If you have concerns or have confirmed read-disturb in your (external) flash, then I recommend turn on the i-cache, use a tight loop to copy your application to ram, branch to the ram copy and run there, turn off the i-cache (or use at your own risk) and dont touch the flash again, certainly not heavy read accesses to small areas. A tight uart polling loop like you might have for a command line parser, is a really good place to get hit with read-disturb.
You did not specified on which ARM you are working. Capabilities may vary from one ARM to an other (there is a huge gap between an ARM9 and an ARM Cortex A15).
In the given code, bit 2 is cleared and then set, but it does not matter, as those changes are done in R0. There is no change in the ARM behavior until the write in CP15 register (done by the instruction mcr P15, 0, R0, C1, C0, 0).

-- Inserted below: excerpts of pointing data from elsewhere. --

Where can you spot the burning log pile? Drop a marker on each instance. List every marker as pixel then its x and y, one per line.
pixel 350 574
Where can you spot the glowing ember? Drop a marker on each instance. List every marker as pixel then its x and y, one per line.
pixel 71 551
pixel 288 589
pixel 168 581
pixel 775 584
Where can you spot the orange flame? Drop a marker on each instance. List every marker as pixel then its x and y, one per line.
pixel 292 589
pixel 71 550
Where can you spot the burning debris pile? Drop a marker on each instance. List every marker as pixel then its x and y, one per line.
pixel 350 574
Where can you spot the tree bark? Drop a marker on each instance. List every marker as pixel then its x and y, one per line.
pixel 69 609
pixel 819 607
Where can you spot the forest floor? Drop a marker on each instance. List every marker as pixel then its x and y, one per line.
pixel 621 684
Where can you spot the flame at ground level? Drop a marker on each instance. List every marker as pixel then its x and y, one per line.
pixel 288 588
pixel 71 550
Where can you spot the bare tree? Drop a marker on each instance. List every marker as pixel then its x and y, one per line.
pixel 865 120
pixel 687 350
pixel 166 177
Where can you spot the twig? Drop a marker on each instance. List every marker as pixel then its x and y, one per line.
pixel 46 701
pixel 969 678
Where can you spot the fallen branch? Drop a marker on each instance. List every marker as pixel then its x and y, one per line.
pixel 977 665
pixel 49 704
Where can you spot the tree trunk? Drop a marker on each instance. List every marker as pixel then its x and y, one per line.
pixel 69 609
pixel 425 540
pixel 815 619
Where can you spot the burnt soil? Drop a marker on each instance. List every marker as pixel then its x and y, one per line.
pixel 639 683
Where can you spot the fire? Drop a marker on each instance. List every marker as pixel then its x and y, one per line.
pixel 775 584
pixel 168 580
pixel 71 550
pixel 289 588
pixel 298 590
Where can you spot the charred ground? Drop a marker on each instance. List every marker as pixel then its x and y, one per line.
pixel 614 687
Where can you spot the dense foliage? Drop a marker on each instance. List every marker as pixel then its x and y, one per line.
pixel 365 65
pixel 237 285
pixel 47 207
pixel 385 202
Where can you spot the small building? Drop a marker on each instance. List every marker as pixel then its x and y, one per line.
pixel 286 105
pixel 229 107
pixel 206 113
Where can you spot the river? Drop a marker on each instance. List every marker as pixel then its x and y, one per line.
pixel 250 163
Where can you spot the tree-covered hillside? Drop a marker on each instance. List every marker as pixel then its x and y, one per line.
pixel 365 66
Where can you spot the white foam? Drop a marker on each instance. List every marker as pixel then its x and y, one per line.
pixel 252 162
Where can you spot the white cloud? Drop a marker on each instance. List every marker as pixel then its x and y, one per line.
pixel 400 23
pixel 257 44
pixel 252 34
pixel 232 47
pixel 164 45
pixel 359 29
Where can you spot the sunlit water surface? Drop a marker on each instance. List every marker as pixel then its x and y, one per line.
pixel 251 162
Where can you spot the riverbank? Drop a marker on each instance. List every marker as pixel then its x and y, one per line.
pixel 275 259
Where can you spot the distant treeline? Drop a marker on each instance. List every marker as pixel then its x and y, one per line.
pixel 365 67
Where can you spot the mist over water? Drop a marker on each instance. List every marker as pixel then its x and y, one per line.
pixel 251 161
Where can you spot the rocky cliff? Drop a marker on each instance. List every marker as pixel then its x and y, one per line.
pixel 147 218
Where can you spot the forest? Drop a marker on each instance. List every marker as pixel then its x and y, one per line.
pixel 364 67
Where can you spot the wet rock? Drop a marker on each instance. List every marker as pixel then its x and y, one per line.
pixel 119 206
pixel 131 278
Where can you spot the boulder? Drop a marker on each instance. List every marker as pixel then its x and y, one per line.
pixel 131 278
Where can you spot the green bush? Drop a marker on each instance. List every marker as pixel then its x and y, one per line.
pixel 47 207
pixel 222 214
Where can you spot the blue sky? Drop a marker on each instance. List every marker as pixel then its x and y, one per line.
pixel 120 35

Concerning d-cache/i-cache enabling, it is only a matter of choice, there is no requirement. On the products I work on, the bootloader enables L1 I-cache, D-cache, L2 cache, and MMU (and it disables all that stuff before jumping on Linux). Be sure to follow ARM documentations about cache invalidation and memory barriers (according to your actual ARM Core) if you use cache and MMU in your bootloader.